Perhaps most critically, ELSA does not appear to incorporate a structured feedback loop to improve over time. Without input from reviewers on what worked and what didn’t, the system can’t evolve or improve its outputs—undermining long-term utility.

Ontologies and Knowledge Graphs: The Missing Foundation

None of these issues are insurmountable—but they point to a fundamental flaw in applying generic AI to domain-specific problems. Clinical and regulatory documentation depends on deeply structured knowledge: standardized terminologies, therapeutic area-specific language, regulatory precedent, and ontology-based reasoning.

That’s why successful AI in this space must be trained not just on documents, but on relationships—the kind captured in knowledge graphs and built into models that reflect how humans interpret complex data.

How AgileWriter Solves for These Gaps

At Synterex, we’ve taken a fundamentally different approach with AgileWriter™—our AI-powered platform purpose-built for clinical trial documentation. Rather than relying solely on generative AI, AgileWriter uses a combination model: generative AI handles fluency and restructuring, while rules-based, retrieval-augmented, and source-stabilizing models ensure factual accuracy and consistency across documents.

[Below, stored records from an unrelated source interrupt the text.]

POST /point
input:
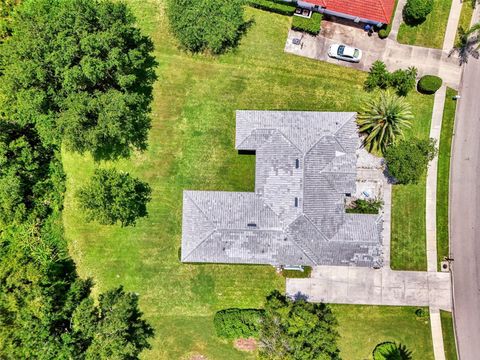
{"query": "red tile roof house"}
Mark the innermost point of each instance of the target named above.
(375, 12)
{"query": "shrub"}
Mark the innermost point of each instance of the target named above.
(310, 26)
(415, 11)
(307, 271)
(207, 25)
(237, 323)
(383, 33)
(421, 313)
(279, 7)
(403, 81)
(361, 206)
(378, 77)
(429, 84)
(390, 351)
(408, 160)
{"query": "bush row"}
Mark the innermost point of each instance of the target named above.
(237, 323)
(279, 7)
(308, 25)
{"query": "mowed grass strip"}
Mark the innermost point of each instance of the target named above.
(431, 32)
(448, 335)
(443, 174)
(191, 146)
(363, 327)
(408, 236)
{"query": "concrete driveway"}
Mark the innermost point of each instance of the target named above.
(355, 285)
(395, 55)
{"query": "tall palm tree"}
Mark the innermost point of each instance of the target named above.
(382, 119)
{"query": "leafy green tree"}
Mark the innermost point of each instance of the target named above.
(113, 196)
(114, 329)
(207, 25)
(408, 160)
(382, 119)
(81, 73)
(294, 330)
(403, 81)
(378, 77)
(415, 11)
(31, 179)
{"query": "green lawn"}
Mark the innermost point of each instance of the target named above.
(443, 174)
(191, 146)
(363, 327)
(408, 242)
(431, 32)
(448, 335)
(465, 16)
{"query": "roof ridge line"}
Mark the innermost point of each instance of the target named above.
(200, 243)
(298, 246)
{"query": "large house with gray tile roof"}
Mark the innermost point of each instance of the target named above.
(306, 166)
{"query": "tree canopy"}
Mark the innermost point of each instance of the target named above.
(408, 160)
(383, 119)
(81, 73)
(292, 330)
(207, 25)
(113, 196)
(41, 295)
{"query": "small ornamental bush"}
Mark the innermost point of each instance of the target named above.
(308, 25)
(429, 84)
(383, 33)
(415, 11)
(403, 81)
(279, 7)
(390, 351)
(378, 77)
(408, 160)
(361, 206)
(237, 323)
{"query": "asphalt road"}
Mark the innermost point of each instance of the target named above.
(465, 214)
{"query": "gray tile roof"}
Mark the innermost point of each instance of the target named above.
(305, 164)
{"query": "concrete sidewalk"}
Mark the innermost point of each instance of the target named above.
(431, 192)
(355, 285)
(394, 55)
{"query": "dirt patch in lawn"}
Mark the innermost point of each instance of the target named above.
(246, 344)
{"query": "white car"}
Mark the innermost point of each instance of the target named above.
(345, 52)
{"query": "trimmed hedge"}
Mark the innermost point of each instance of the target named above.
(237, 323)
(361, 206)
(429, 84)
(308, 25)
(279, 7)
(297, 274)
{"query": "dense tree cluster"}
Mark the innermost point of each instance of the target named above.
(58, 50)
(408, 160)
(81, 74)
(207, 25)
(403, 81)
(113, 196)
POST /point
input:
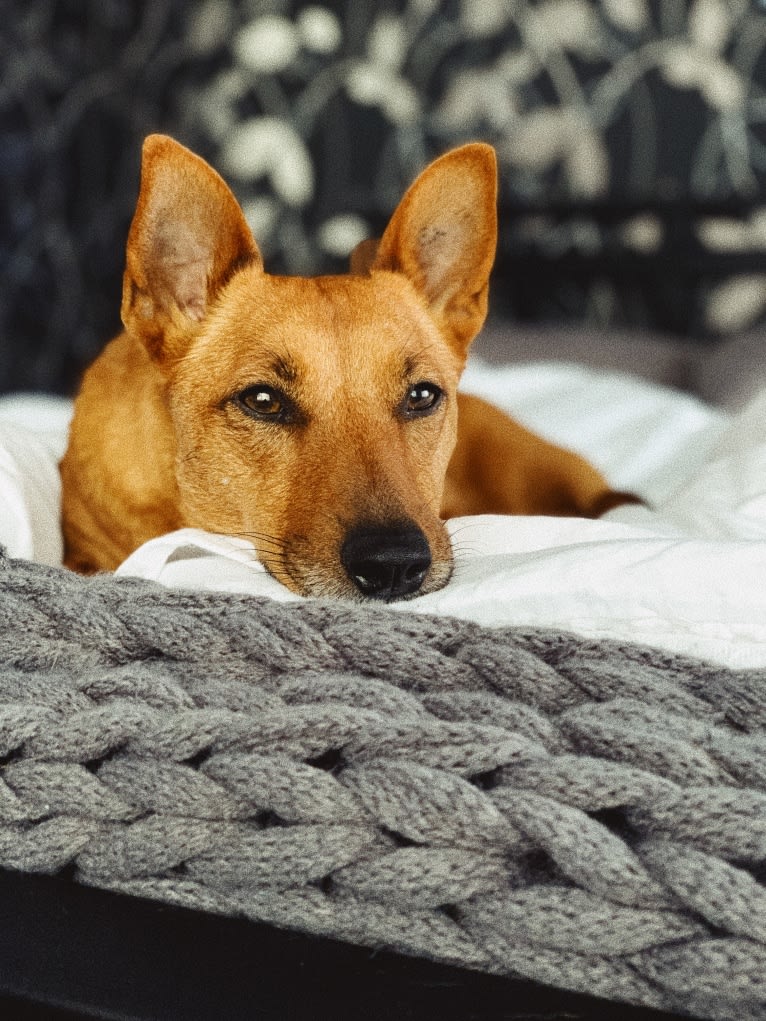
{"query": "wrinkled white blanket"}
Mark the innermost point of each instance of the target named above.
(686, 575)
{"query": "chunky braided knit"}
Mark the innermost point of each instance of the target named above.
(584, 814)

This architecture addresses the same limitations that ELSA is now confronting:

Explainability is built in, with traceable outputs and audit trails.
Augmentation-first design allows SMEs to guide, override, and improve the system continuously.
Contextual awareness is supported across document types and regulatory modules.
Training includes ontologies, document templates, and feedback loops from real-world usage.
Workflow integration is flexible, supporting different styles of writing and review.

If You Don’t Train for the Domain, You Train for Disappointment

The lesson here isn’t that ELSA is a failure—it’s that AI without domain-specific training will always fall short. Generic AI may be impressive in demos, but it struggles when dropped into the highly structured, high-stakes world of clinical development.

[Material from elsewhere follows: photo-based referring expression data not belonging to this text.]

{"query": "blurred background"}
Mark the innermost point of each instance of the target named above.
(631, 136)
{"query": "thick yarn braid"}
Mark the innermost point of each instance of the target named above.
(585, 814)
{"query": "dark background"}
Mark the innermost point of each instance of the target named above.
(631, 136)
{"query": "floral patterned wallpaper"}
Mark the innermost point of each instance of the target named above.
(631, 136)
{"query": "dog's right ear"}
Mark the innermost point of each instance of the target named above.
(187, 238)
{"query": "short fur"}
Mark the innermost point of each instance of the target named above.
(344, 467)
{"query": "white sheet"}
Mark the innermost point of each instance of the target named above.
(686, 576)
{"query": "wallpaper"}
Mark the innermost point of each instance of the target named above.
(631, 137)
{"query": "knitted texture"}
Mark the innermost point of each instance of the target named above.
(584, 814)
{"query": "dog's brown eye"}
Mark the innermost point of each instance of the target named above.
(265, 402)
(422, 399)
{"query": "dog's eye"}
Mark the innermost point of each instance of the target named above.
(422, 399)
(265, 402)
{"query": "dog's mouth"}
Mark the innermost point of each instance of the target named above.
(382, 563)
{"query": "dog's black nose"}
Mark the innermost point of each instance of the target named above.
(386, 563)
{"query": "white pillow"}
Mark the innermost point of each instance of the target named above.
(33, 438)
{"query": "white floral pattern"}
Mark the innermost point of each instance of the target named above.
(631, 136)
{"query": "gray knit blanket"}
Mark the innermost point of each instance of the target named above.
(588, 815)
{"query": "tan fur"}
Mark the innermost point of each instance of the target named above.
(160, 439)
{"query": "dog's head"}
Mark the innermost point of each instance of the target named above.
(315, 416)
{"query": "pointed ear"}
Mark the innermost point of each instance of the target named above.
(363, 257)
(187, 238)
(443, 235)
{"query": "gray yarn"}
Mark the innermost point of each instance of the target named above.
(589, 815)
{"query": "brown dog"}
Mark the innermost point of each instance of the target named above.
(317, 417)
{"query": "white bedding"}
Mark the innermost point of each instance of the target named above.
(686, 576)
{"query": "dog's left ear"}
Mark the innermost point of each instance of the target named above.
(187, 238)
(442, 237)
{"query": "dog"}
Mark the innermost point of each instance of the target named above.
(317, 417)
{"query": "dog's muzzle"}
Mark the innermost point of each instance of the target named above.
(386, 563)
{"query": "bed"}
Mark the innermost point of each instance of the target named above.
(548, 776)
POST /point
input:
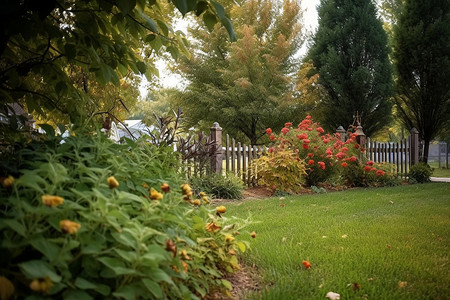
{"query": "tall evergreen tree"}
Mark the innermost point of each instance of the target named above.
(350, 51)
(246, 86)
(421, 55)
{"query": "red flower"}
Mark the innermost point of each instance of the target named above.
(302, 136)
(321, 165)
(341, 155)
(380, 173)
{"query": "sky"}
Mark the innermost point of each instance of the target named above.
(172, 80)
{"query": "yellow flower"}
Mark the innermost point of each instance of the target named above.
(229, 238)
(186, 190)
(112, 182)
(41, 285)
(7, 182)
(165, 188)
(52, 201)
(69, 227)
(221, 209)
(155, 195)
(212, 227)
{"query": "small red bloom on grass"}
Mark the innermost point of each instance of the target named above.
(321, 165)
(380, 173)
(306, 264)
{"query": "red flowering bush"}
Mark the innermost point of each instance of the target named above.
(325, 157)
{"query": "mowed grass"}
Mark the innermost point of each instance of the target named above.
(392, 251)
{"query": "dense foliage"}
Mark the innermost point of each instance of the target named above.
(84, 218)
(421, 55)
(52, 53)
(245, 86)
(350, 52)
(308, 155)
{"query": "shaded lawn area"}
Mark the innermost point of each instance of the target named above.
(354, 238)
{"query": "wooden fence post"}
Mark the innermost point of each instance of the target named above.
(414, 146)
(341, 132)
(216, 159)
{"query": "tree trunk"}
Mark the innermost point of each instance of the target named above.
(426, 148)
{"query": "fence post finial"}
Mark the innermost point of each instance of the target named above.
(341, 131)
(414, 146)
(216, 159)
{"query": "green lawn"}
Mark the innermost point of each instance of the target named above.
(440, 172)
(355, 236)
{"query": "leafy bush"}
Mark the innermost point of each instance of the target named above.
(89, 219)
(218, 186)
(281, 169)
(420, 173)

That’s a theme we’ve explored in several recent Synterex blogs, including:

These pieces reinforce the idea that AI is only as good as its foundation—and in life sciences, that foundation must be built by people who understand the domain.

Final Thoughts

ELSA is a milestone worth acknowledging. But to unlock the full potential of AI in regulatory writing, we need more than automation—we need alignment: with the task, with the user, and most of all, with the domain. That’s the difference between an AI that helps—and one that works.